The priors and time series components are then combined into a single character value for input:

  jags_model <- [1689 chars quoted with '"']

As a starting point, we used an initializer function (inits) that draws starting values for the MCMC from the prior distributions. In addition, because we anticipate multiple chains, we include random number generator and input components.
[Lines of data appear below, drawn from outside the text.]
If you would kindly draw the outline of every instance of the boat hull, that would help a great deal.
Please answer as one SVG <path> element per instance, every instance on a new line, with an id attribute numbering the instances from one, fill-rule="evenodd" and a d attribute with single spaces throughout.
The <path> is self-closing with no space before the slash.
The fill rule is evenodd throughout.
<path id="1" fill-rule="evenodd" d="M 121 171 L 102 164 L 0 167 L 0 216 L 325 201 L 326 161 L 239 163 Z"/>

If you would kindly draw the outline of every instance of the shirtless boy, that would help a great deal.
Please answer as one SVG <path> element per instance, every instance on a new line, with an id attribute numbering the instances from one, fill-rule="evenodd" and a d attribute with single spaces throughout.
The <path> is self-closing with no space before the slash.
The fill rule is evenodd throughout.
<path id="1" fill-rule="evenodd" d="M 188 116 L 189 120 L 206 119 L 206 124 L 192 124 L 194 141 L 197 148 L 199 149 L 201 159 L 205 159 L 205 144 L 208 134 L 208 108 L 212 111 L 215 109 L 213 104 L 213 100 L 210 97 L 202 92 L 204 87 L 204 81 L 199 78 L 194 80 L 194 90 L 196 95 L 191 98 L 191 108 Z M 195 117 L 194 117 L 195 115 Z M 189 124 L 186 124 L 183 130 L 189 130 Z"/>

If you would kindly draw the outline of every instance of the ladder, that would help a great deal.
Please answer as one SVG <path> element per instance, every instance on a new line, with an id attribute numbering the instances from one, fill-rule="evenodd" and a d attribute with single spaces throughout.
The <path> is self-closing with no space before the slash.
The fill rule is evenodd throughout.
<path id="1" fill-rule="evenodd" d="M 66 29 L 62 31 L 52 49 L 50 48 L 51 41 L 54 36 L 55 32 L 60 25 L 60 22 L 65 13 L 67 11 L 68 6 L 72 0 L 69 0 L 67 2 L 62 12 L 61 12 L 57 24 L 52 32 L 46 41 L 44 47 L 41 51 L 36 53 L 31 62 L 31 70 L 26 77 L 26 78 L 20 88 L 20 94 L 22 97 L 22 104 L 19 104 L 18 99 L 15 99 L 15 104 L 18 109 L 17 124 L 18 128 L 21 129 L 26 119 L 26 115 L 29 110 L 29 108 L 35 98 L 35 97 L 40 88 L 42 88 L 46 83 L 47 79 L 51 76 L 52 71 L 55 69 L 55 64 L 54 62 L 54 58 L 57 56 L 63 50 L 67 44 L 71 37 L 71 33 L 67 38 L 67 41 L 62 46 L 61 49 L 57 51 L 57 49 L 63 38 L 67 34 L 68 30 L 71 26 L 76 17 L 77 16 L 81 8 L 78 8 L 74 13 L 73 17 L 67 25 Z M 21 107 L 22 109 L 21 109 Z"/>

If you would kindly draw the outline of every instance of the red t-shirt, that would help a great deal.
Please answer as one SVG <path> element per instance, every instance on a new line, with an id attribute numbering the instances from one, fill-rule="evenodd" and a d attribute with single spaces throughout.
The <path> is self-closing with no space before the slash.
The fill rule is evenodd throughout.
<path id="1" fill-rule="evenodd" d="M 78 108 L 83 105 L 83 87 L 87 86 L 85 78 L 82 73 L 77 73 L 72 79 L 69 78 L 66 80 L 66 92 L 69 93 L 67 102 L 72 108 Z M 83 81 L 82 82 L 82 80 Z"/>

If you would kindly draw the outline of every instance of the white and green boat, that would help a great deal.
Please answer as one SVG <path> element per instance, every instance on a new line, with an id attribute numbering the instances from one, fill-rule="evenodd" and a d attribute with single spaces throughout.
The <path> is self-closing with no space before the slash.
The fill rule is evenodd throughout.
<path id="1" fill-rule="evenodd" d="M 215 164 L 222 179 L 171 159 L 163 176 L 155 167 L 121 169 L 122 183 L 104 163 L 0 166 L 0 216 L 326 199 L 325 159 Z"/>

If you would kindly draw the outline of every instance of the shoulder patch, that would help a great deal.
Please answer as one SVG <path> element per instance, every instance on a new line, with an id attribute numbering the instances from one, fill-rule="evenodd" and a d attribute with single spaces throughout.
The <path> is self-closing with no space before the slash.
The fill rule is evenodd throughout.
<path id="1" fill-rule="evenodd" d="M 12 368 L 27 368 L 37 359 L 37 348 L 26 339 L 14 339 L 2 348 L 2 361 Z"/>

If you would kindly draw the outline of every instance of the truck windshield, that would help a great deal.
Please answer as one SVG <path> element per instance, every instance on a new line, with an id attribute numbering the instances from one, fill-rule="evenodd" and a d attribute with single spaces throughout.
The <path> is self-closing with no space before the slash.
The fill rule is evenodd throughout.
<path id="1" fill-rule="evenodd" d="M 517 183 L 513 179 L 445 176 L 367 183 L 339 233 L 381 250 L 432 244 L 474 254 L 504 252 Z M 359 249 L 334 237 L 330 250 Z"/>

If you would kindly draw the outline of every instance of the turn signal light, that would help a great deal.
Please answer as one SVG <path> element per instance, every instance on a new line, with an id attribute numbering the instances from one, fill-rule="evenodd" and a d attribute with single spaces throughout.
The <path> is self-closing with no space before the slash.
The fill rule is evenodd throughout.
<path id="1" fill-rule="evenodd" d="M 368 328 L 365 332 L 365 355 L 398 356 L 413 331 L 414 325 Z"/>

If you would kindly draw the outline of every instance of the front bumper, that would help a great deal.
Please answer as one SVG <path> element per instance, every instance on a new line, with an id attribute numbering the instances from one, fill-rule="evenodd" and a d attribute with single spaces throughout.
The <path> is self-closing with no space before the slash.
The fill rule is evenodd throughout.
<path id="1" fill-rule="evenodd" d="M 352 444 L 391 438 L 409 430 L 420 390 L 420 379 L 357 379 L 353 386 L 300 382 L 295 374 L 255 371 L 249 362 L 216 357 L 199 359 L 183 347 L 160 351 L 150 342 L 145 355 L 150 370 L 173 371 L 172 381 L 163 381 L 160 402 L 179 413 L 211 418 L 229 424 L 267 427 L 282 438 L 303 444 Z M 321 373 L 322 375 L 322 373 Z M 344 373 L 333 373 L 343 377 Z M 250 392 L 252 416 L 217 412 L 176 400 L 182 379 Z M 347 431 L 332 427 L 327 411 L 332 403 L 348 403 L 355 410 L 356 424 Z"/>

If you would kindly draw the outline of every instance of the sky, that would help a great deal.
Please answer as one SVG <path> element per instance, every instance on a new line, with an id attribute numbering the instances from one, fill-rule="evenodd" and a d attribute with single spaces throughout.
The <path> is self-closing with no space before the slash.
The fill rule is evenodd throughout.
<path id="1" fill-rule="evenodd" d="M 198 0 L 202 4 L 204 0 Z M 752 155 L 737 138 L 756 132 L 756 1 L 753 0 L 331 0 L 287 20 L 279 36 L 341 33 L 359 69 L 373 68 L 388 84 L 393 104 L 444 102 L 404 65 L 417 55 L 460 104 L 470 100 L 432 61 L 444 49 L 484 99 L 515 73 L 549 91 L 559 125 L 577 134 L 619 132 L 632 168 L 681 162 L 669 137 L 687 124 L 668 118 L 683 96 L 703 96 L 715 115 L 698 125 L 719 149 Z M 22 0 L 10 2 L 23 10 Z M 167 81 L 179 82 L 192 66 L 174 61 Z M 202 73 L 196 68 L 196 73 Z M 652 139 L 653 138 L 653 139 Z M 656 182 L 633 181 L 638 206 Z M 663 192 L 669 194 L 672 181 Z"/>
The inits function takes the data provided as input, thus allowing use of the prior data, and returns a function that can be used within runjags::run.jags for a given chain:


  inits <- function (data = NULL) {

    rngs       <- c("base::Wichmann-Hill", "base::Marsaglia-Multicarry", "base::Super-Duper", "base::Mersenne-Twister")
    past_N     <- data$past_N 
    past_count <- data$past_count 
    past_moon  <- data$past_moon

    log_past_count      <- log(past_count + 0.1)
    mean_log_past_count <- mean(log_past_count)
    sd_log_past_count   <- max(c(sd(log_past_count) * sqrt(2), 0.01))
    diff_log_past_count <- rep(NA, past_N - 1)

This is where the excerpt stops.